Les ARN manchots d’animaux sans patte

Résultats scientifiques Biochimie-biologie structurale

En 2015, une collaboration franco-allemande entre équipes de Strasbourg et de Leipzig conduisait à la découverte des plus courtes séquences d’ARN de transfert (ARNt) jamais décrites dans le génome mitochondrial de nématodes. Se posait alors la question de l’origine et de la fonctionnalité de ces ARNt minimalistes lors de la synthèse protéique dont ils sont des acteurs clé. Grâce à cette étude structurale intégrée publiée dans Nucleic Acids Research, les mêmes chercheurs montrent que des ARNt ayant perdu deux de leurs quatre bras conservent un repliement tridimensionnel (3D) semblable à celui d’ARNt classiques.

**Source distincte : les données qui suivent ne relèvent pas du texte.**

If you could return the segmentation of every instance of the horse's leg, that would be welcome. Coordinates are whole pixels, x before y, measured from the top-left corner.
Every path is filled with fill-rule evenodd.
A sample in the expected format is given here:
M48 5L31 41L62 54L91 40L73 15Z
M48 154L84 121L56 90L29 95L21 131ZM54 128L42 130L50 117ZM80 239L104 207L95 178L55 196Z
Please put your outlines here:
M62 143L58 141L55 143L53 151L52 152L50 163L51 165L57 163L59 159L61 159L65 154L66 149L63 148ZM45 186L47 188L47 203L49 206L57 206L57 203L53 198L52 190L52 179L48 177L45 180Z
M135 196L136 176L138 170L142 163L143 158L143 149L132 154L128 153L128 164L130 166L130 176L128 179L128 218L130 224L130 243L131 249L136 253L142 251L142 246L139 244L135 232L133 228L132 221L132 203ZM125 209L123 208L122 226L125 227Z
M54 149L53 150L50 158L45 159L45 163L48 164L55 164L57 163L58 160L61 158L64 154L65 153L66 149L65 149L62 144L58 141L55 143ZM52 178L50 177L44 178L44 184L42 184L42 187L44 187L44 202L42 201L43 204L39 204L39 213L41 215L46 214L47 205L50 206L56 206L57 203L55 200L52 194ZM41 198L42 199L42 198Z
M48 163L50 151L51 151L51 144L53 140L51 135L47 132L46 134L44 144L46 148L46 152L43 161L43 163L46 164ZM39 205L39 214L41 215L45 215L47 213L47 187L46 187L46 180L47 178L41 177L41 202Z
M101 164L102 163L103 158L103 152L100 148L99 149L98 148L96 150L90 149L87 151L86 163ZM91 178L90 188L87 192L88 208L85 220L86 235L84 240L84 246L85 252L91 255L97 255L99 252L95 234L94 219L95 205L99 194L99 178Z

Les ARN de transfert (ARNt) sont des acteurs centraux de la machinerie de synthèse des protéines, puisqu’ils assurent le décodage du message génétique en jouant le rôle d’adaptateurs entre séquence ribonucléique (61 codons) et séquence protéique (20 acides aminés). Ces "molécules adaptatrices", théorisées par Francis Crick dès le milieu des années 50, deviennent réalité dans les années 60 avec leur purification et leur caractérisation. La comparaison des premières séquences conduit en 1965 au modèle de repliement secondaire (2D) à quatre hélices (ou bras) en « feuille de trèfle », commun à l’ensemble des ARNt, et conduisant à leur silhouette 3D en « L » renversé par empilement des bras deux à deux.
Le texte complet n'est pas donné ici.